The book discusses the business of protection holistically. It branches out beyond the standard coverage of other texts in many respects, providing a diverse entry-level perspective on the security industry. The 12 chapters cover an array of topics, including historical development, entry-level business techniques, private security guarding skills, and loss prevention. Each chapter provides a review, case studies, and key terms.
Author Edward Maggio is to be lauded for his insight regarding the expanding role of protection officers. He clearly understands that the “guard” is gone and the “consultant/coordinator” has arrived. He applies a business-oriented approach to the protection officer mission. The emphasis is on leadership and problem solving. He could have, perhaps, placed a little more emphasis on technology, however.

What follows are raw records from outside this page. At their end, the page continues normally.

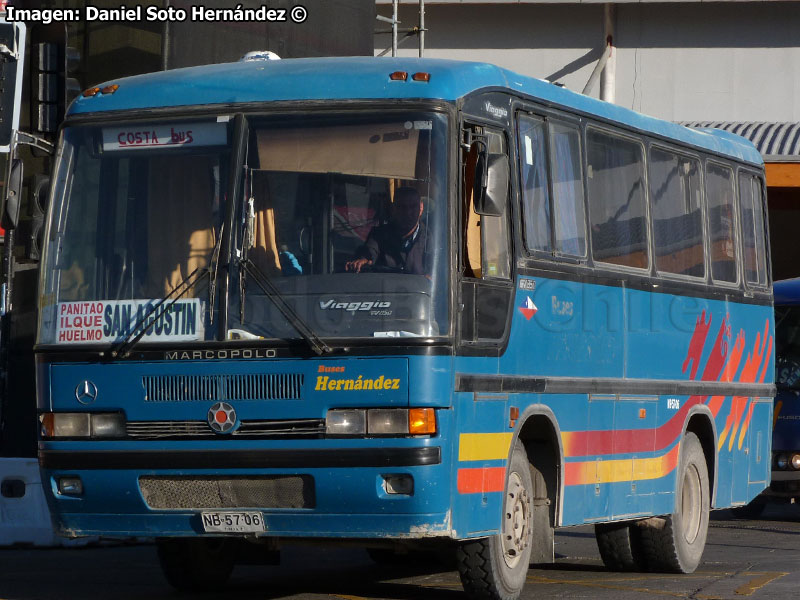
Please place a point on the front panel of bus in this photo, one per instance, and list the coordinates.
(207, 349)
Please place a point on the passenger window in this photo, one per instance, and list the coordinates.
(494, 230)
(719, 200)
(552, 224)
(677, 214)
(567, 177)
(753, 237)
(616, 200)
(535, 192)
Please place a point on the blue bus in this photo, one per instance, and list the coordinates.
(785, 483)
(416, 303)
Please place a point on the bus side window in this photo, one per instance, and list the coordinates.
(677, 214)
(553, 222)
(486, 291)
(566, 173)
(494, 229)
(721, 230)
(753, 237)
(617, 200)
(471, 220)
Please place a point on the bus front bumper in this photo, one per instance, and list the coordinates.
(382, 491)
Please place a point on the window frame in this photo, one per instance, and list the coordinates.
(565, 120)
(756, 182)
(706, 276)
(639, 141)
(737, 259)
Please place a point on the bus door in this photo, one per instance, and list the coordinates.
(486, 290)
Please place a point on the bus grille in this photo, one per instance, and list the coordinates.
(215, 388)
(192, 492)
(192, 429)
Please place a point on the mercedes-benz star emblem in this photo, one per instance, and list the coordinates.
(222, 417)
(86, 392)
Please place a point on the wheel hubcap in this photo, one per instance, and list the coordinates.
(691, 511)
(516, 519)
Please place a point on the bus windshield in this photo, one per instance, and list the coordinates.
(347, 219)
(343, 217)
(787, 347)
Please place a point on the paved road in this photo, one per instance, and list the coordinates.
(743, 559)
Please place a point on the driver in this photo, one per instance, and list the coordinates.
(398, 244)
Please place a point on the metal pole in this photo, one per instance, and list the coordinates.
(394, 27)
(608, 75)
(421, 28)
(165, 43)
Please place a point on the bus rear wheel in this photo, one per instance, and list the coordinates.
(675, 543)
(196, 564)
(495, 568)
(620, 546)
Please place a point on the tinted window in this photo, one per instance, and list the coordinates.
(677, 214)
(753, 238)
(494, 229)
(567, 177)
(721, 228)
(535, 193)
(616, 200)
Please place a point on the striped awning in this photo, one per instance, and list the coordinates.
(777, 142)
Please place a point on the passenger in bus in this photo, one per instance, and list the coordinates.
(400, 243)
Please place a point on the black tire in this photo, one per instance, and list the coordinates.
(196, 564)
(495, 568)
(620, 546)
(750, 511)
(675, 543)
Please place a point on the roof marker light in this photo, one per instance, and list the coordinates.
(259, 55)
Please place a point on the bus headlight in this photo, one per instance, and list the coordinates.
(381, 421)
(387, 421)
(782, 461)
(82, 425)
(346, 422)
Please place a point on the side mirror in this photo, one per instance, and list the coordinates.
(14, 191)
(491, 184)
(38, 210)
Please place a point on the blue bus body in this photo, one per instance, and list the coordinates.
(785, 482)
(599, 370)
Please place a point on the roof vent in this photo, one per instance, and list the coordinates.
(259, 55)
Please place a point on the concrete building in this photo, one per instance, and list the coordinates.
(733, 64)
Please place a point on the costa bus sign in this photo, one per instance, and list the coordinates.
(135, 137)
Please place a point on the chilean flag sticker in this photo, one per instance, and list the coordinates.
(529, 309)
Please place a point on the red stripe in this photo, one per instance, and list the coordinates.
(476, 481)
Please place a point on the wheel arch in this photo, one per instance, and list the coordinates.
(700, 421)
(540, 434)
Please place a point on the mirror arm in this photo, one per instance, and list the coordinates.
(28, 139)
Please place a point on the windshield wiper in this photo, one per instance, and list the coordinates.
(213, 268)
(124, 347)
(274, 294)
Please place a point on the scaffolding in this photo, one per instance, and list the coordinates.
(419, 30)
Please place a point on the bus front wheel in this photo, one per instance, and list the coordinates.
(195, 564)
(496, 567)
(675, 543)
(620, 546)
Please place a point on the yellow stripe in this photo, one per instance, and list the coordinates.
(484, 446)
(626, 469)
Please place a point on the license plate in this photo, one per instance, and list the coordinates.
(233, 522)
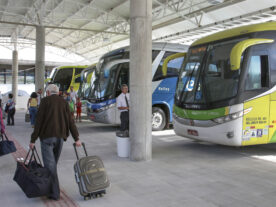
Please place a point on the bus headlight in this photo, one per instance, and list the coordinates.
(231, 117)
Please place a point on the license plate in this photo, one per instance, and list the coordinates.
(192, 132)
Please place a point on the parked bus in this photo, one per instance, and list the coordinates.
(226, 91)
(85, 81)
(113, 71)
(66, 76)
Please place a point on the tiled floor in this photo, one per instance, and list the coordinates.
(181, 173)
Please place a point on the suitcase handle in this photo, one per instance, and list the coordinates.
(77, 178)
(75, 147)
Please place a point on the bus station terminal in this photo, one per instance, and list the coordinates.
(181, 173)
(145, 103)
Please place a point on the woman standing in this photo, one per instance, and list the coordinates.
(32, 106)
(2, 126)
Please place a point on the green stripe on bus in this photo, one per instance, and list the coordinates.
(200, 114)
(273, 138)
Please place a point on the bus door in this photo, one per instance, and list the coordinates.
(123, 78)
(257, 109)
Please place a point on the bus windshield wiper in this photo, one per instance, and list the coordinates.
(188, 82)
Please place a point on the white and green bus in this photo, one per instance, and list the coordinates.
(226, 91)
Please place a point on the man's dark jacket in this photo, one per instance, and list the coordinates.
(54, 120)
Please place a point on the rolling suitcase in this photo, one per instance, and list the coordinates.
(90, 175)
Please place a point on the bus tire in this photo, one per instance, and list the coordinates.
(158, 119)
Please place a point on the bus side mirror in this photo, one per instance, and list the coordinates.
(239, 48)
(47, 80)
(168, 59)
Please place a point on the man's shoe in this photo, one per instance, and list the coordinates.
(52, 198)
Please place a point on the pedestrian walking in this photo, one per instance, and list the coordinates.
(53, 123)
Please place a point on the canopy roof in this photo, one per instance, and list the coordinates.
(91, 28)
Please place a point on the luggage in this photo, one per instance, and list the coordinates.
(27, 116)
(6, 146)
(90, 175)
(34, 179)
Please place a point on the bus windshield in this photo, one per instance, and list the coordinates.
(206, 77)
(63, 78)
(85, 84)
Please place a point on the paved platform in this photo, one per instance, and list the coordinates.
(181, 173)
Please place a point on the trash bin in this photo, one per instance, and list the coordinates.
(123, 145)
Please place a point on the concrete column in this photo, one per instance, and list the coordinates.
(15, 74)
(40, 58)
(140, 79)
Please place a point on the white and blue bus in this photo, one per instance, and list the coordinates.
(113, 71)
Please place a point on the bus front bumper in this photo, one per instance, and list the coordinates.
(229, 133)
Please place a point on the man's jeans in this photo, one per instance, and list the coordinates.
(33, 112)
(50, 149)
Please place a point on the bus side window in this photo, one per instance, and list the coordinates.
(123, 78)
(257, 76)
(77, 80)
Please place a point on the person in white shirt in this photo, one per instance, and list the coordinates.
(39, 96)
(73, 94)
(123, 105)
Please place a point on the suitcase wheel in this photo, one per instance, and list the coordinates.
(87, 197)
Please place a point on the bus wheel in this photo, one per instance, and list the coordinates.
(158, 119)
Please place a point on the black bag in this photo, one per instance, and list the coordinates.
(34, 179)
(6, 146)
(27, 116)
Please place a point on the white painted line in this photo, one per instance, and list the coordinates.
(163, 133)
(171, 139)
(271, 158)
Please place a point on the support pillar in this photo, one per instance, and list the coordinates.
(40, 58)
(15, 75)
(140, 80)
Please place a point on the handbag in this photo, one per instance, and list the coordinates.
(6, 146)
(34, 179)
(27, 116)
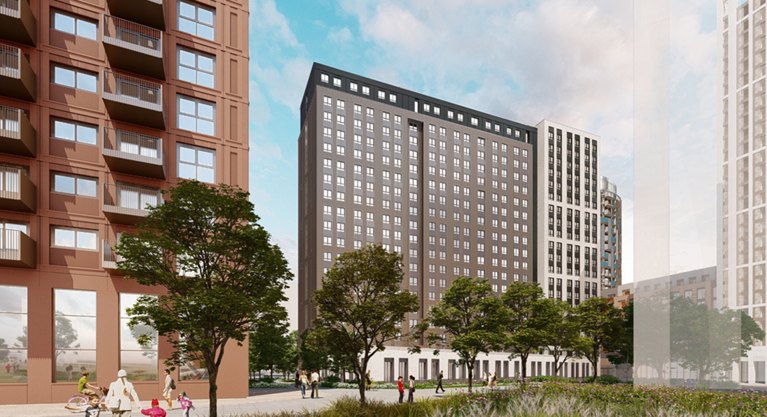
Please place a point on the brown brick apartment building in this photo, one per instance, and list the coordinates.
(103, 103)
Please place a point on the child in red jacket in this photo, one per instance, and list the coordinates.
(155, 411)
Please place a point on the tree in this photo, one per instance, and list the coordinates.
(525, 325)
(468, 320)
(710, 340)
(563, 334)
(361, 306)
(269, 343)
(221, 275)
(600, 324)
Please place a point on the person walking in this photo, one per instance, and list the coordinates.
(315, 381)
(411, 389)
(440, 377)
(167, 391)
(304, 381)
(121, 395)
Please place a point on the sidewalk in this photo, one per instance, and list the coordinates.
(262, 401)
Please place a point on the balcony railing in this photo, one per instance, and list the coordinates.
(129, 204)
(133, 99)
(133, 153)
(17, 136)
(17, 23)
(16, 190)
(16, 76)
(133, 47)
(17, 249)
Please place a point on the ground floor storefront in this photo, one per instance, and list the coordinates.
(56, 324)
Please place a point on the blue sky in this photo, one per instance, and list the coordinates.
(570, 61)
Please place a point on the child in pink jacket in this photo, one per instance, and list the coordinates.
(155, 411)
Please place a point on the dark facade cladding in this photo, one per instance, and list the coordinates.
(450, 188)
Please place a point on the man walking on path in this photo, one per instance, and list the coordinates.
(315, 380)
(439, 383)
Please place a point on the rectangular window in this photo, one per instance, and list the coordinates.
(74, 131)
(75, 334)
(66, 237)
(76, 25)
(75, 78)
(74, 184)
(196, 19)
(196, 115)
(139, 360)
(196, 163)
(196, 67)
(13, 332)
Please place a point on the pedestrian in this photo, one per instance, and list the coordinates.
(315, 381)
(155, 411)
(439, 383)
(167, 391)
(411, 389)
(304, 382)
(121, 395)
(186, 403)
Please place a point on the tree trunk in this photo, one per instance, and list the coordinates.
(213, 391)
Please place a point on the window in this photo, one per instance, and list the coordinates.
(75, 78)
(196, 115)
(74, 184)
(140, 361)
(75, 25)
(196, 67)
(196, 163)
(196, 19)
(75, 334)
(65, 237)
(13, 325)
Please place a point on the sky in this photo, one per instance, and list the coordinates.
(570, 61)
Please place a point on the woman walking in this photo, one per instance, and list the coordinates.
(121, 396)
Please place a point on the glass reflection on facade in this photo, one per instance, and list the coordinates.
(13, 334)
(75, 334)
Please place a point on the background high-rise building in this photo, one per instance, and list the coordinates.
(450, 188)
(103, 103)
(742, 229)
(610, 234)
(568, 213)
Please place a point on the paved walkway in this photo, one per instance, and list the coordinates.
(260, 401)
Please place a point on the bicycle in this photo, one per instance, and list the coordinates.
(79, 402)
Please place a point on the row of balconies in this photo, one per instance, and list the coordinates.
(17, 22)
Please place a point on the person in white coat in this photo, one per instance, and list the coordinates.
(121, 396)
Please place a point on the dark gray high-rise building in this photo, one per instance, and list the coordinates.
(450, 188)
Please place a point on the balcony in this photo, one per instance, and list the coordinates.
(17, 193)
(109, 257)
(133, 47)
(17, 249)
(17, 136)
(133, 100)
(129, 204)
(17, 23)
(133, 153)
(17, 79)
(147, 12)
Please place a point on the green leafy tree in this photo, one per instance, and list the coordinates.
(468, 320)
(710, 340)
(601, 324)
(526, 322)
(563, 334)
(222, 276)
(361, 306)
(269, 343)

Also worthwhile is the attention given to emerging “big picture” issues such as unrestricted warfare, an issue vitally important to securing a global society. The author gives this topic due attention. He also does a nice job of explaining gangs, maritime piracy, and terrorism, all of which are ,dynamic threats that belong in security texts. He finishes the section with tips to follow if taken hostage.
Sprinkled throughout the work are various aids to the reader such as case studies in which questions are posed and later answered.
Advice on performing protective functions is concise, easily understood, and placed in visually appealing boxes. But some of the advice is questionable. There are examples where information of a legal nature could be easily misinterpreted.